True North Living » Travel » Exploring Western Canada » How Yellowknife Is Setting the Bar on Northern Fun

Canadians are craving unique travel destinations. Yellowknife is all that and more — a one-of-a-kind city, with one-of-a-kind experiences. It’s a year-round destination and the first stop on a Northwest Territories adventure.

Yellowknife bills itself as the wildest little city on Earth. And who can argue? Nature meets city here. Perched on the edge of Great Slave Lake, one of the largest lakes in the world, a city rises next to the lake, yet you’re only minutes away from nature, trails, and wildlife. You can enjoy the amenities of a large city and a community that’s friendly and welcoming.

Yellowknife is a year-round destination. Summers are bright, with 20 hours of daylight. This means you can play in the outdoors any time of day. How cool would it be to swim, kayak, or go for a bike ride at midnight? It’s the kind of experience you can only get in the north.

And winter is just as cool. In fact, if you visit at the right time during a cold snap, you can witness phenomena seen nowhere else: icy rainbows frozen in the sky, thick ice fog, or lakes frozen so thick you can hear the ice pinging and popping under pressure. And those darker days provide a backdrop for one of the world’s most spectacular natural light shows — the northern lights. Outdoor activities abound — dogsledding, skiing, snowshoeing, or visiting a snow castle. Imagine all the stories you’ll be able to share.

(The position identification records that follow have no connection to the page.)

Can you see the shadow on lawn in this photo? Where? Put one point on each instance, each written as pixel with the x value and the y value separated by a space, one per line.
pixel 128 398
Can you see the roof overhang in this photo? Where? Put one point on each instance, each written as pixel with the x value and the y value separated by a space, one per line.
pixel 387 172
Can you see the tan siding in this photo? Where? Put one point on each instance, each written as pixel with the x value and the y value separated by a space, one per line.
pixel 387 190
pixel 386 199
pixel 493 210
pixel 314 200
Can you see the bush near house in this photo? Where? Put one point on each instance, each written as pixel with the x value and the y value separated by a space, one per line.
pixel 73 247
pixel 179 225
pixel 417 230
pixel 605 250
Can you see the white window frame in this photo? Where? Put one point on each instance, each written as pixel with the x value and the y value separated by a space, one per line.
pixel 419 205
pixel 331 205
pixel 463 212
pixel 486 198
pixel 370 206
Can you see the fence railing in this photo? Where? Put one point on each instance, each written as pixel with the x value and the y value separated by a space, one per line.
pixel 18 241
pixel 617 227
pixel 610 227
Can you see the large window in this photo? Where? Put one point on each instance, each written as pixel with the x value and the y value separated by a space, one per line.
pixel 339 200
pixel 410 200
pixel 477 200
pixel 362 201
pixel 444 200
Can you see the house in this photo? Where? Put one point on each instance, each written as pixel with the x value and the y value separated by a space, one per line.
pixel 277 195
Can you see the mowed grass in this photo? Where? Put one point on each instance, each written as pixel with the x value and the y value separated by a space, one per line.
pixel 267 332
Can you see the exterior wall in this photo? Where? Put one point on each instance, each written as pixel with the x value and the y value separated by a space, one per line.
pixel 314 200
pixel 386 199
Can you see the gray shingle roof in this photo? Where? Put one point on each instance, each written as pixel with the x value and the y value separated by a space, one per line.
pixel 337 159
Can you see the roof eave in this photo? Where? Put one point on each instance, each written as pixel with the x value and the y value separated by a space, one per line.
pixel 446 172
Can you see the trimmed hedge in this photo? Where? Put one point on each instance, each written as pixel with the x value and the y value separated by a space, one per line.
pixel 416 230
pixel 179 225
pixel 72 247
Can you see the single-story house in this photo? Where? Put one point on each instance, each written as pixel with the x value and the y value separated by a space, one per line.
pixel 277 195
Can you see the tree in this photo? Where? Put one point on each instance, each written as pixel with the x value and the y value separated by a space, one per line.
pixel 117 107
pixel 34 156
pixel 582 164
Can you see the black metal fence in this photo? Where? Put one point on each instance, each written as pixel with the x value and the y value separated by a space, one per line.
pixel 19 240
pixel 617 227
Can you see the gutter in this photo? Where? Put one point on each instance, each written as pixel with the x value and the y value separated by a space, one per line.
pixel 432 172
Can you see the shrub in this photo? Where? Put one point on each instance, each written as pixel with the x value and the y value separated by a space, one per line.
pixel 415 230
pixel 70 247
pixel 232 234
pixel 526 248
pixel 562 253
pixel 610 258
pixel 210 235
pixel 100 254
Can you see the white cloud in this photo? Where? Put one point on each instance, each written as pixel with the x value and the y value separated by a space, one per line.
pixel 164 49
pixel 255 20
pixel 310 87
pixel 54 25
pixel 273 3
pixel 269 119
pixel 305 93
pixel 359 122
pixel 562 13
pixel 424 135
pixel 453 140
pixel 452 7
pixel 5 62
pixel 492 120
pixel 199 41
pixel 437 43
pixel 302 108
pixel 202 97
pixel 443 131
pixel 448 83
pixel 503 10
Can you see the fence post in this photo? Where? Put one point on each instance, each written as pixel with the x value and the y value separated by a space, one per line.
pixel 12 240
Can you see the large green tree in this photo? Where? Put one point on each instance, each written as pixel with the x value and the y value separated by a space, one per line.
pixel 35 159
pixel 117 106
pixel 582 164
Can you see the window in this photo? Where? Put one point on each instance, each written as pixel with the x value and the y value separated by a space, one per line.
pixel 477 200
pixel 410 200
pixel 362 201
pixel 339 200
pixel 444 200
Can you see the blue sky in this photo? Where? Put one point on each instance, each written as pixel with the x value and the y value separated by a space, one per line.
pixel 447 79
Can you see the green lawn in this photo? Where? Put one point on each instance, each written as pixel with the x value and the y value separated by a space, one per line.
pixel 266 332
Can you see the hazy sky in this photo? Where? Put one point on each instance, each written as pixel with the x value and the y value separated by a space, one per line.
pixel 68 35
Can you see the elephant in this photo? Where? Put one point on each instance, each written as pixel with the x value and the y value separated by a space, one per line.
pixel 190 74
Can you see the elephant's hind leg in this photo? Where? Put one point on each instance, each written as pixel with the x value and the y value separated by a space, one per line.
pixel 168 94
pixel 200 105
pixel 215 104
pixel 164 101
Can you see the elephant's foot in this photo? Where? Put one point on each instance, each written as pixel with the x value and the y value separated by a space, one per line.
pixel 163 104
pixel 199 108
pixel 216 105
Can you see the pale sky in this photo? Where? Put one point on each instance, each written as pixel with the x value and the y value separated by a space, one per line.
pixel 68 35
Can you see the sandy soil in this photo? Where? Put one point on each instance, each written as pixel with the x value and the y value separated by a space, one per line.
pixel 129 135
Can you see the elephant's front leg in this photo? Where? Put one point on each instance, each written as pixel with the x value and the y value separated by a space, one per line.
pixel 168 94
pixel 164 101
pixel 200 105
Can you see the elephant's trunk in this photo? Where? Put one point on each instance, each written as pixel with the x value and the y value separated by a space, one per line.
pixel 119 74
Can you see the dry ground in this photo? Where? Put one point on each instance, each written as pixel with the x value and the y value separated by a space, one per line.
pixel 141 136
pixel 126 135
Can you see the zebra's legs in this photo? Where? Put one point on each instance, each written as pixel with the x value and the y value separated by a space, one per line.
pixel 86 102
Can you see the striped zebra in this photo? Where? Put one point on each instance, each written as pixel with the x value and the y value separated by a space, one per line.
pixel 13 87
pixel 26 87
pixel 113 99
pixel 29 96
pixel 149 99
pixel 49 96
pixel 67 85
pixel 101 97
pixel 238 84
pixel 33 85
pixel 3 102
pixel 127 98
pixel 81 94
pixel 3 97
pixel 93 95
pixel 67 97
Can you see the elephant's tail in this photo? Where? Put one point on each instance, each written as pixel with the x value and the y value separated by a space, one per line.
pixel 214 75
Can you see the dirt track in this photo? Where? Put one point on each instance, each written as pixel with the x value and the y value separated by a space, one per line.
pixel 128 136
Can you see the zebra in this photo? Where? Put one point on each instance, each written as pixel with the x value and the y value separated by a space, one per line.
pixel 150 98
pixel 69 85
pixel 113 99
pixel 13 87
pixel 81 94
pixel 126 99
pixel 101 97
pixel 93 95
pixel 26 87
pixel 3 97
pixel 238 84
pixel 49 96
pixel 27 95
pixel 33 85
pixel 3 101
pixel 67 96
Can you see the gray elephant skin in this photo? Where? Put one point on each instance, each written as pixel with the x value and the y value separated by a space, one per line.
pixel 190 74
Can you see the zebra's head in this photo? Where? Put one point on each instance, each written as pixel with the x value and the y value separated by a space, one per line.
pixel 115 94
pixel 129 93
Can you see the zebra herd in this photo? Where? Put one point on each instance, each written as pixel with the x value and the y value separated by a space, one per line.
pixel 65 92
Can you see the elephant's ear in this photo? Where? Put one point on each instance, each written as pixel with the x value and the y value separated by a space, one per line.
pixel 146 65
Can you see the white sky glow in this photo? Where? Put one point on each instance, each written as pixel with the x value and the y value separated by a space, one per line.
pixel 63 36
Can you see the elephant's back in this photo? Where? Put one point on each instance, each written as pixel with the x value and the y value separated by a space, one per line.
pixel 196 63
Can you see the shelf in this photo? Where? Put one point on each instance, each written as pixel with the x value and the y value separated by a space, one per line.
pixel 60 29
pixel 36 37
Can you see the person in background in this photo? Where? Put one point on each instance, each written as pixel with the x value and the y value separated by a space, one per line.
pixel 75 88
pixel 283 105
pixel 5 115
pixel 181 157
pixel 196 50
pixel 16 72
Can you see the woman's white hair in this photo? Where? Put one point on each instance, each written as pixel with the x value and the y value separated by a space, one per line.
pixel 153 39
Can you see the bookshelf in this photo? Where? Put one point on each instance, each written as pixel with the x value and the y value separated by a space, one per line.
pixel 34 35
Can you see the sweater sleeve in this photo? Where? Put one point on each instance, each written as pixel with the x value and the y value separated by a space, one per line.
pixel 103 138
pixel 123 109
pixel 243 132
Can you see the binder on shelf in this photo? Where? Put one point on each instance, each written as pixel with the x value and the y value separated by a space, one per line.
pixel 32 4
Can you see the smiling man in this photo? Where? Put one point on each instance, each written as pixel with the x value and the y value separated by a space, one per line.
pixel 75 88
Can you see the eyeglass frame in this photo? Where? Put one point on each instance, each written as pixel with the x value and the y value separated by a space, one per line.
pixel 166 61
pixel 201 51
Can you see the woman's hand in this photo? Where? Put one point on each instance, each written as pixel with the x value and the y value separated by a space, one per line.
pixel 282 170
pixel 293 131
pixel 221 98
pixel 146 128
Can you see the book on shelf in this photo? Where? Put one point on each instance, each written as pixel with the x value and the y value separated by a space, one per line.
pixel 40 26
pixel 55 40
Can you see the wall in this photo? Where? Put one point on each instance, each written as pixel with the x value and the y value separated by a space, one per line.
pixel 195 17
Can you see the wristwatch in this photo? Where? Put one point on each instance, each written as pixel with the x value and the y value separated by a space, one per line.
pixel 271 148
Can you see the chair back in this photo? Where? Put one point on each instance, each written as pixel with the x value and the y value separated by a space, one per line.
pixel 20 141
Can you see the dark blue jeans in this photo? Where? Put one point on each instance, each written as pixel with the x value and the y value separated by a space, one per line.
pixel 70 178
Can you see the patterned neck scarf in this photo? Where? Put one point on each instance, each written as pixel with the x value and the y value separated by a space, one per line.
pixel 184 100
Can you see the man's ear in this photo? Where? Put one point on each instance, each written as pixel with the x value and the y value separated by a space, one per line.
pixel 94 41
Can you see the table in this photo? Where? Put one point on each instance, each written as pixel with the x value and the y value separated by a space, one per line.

When you want a break from outdoor adventures, Yellowknife’s artistic side is waiting. Marvel at (and take home with you) works of art in the city’s many art galleries, or learn about the culture, art, and traditions of the Indigenous peoples. This culturally-rich city will surprise you.

Five Must-Dos When You Visit Canada’s Capital of Cool

Join the party

The fun never ends in Yellowknife. With year-round festivals and events to keep you entertained (and well-fed), Yellowknife is always up for a party. But there’s something special about experiencing the midnight sun. And if you get yourself to the city on the longest day of the year, you’re in for an extra special kind of party. Enjoy a street carnival, midnight sun golf tournament, day-long tribute to Indigenous culture and peoples, and so much more. And a must-attend is the biggest party in the north, Folks on the Rocks, one of Canada’s top summertime music and cultural festivals.

Be wowed by Earth’s natural light show

Yellowknife is one of the best places on the planet to view the northern lights. And with 28 weeks between the two main viewing seasons — late summer/autumn and winter — you’ll have a great chance to witness the magic. Local operators are waiting to give you a one-of-a-kind northern lights experience.

Go for a drive…northern style

Dogsledding, a traditional form of transportation in the north, is one of those once-in-a-lifetime activities. You can either sit comfortably in a toboggan with canvas sides or become a musher and learn to harness and drive your own team of dogs. Or try kicksledding for a memorable experience. If watching is more your thing, then you’ll want to catch the Canadian Championship Dog Derby, Yellowknife’s biggest dog sledding event, held over three days in March on the Great Slave Lake near the Dettah ice road.

Find out why Yellowknife is a gem of a city

Yellowknife’s history was paved in gold, but the city is now the hub of Canada’s sparkling diamond industry. Some of the purest diamonds in the world come from the area around Yellowknife. There’s nothing like buying local. Shop for a diamond for someone special (or for yourself) at one of the many shops or learn the art of diamond mining through an interactive tour.

Learn how you can make some Yellowknife memories

Visit the new location of the Yellowknife Visitor Centre, opening this year at Centre Square Mall (downtown), where helpful staff can give you lots of ideas on activities so you can have the best experience in this one-of-a-kind northern city. You can get a free North of 60 certificate and a Yellowknife pin to take home with you. The Visitor Centre also boasts a non-commercial art gallery displaying local artwork.